“Looka what they do,” yelled Dominick rushing to his side. He had stripped his sleeve back from his arm. Blood was trickling from a knife gash.
Then the tumult broke out again from the crowd. Two men leaped forward shaking their hats in their hands and screaming assertions and pointing quivering fingers at bullet holes in the crowns.
“Shut up!” barked the young man. The presence of the satiric and unsympathetic old engineer nerved him to settle the dispute, if he might. The hint from the other that he had been meddling in what was outside his business gave him an uncomfortable sense of responsibility.

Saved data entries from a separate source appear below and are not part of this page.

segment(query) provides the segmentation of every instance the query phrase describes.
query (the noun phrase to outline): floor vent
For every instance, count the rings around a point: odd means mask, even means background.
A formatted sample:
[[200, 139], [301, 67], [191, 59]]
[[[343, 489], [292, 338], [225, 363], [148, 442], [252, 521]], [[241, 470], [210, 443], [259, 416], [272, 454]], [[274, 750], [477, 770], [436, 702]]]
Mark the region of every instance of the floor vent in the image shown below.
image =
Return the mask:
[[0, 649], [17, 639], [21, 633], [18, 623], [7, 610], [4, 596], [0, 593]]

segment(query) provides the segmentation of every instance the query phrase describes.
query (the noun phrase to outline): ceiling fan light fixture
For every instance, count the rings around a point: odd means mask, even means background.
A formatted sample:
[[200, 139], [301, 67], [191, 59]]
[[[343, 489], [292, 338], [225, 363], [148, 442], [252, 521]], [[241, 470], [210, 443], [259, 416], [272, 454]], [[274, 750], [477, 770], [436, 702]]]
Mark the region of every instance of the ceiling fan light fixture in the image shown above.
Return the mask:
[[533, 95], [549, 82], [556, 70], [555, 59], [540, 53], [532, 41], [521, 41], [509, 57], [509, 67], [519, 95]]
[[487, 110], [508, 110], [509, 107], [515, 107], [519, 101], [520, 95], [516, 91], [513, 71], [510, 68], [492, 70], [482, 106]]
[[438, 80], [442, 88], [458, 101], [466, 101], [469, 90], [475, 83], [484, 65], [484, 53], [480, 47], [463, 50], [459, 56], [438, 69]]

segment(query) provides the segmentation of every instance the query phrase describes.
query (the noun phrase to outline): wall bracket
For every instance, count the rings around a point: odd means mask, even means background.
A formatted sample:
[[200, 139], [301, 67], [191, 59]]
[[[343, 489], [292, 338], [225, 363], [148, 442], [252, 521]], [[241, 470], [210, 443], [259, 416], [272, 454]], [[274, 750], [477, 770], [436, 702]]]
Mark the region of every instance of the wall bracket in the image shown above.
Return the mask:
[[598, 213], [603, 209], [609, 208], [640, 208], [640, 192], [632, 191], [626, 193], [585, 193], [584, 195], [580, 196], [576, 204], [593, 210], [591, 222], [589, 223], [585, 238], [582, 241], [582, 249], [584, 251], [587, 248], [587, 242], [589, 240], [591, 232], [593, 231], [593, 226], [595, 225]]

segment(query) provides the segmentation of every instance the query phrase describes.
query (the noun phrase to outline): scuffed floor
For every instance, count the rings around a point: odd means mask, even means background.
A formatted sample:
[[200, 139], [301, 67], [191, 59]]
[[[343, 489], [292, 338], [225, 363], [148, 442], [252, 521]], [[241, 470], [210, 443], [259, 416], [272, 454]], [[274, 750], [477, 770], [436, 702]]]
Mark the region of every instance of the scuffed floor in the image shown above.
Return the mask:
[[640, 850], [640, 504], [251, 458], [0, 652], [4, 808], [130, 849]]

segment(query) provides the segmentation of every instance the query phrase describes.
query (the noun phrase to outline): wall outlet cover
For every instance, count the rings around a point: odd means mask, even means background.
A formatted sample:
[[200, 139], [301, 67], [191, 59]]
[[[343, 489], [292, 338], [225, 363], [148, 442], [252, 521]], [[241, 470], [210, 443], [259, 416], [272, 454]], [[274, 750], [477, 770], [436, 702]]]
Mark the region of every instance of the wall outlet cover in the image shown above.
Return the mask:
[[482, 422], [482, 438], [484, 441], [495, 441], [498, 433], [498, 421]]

“About face and back to the camp,” he shouted. “I will look at your dinner and we shall see!”
They hesitated a moment, but he went among them, pushing them down the bank.
He followed with the padrone behind the jabbering throng, and the two engineers came along at his earnest request.
“Mr. Searles,” said Parker after a little while, as they walked side by side, “being an older and wiser man than I am you are probably right in suggesting that I did wrong in interfering in this affair at the outset. But,” he half-chuckled, “I am going to lay the blame on my professor in sociology. He set me to thinking pretty hard in college and I guess I haven't been out from under his influence long enough to get hardened into the selfish views of my fellowman.”
There was earnestness under his smile.
“My boy,” said the elder, “I am not blaming you for what you have done for the poor devils. But I have been all for business in my life. Business hasn't seemed to mix well with philanthropy. I haven't dared to think of what I ought to do. I have thought only of what I had to do, to earn a living for my family.”
“Well,” said Parker, “if the P. K. & R. folks decide that I've been meddling in matters that are none of my business I have no family to suffer for my indiscretion—but I have prospects and I know that a discharged man is worse off than a man who has started.”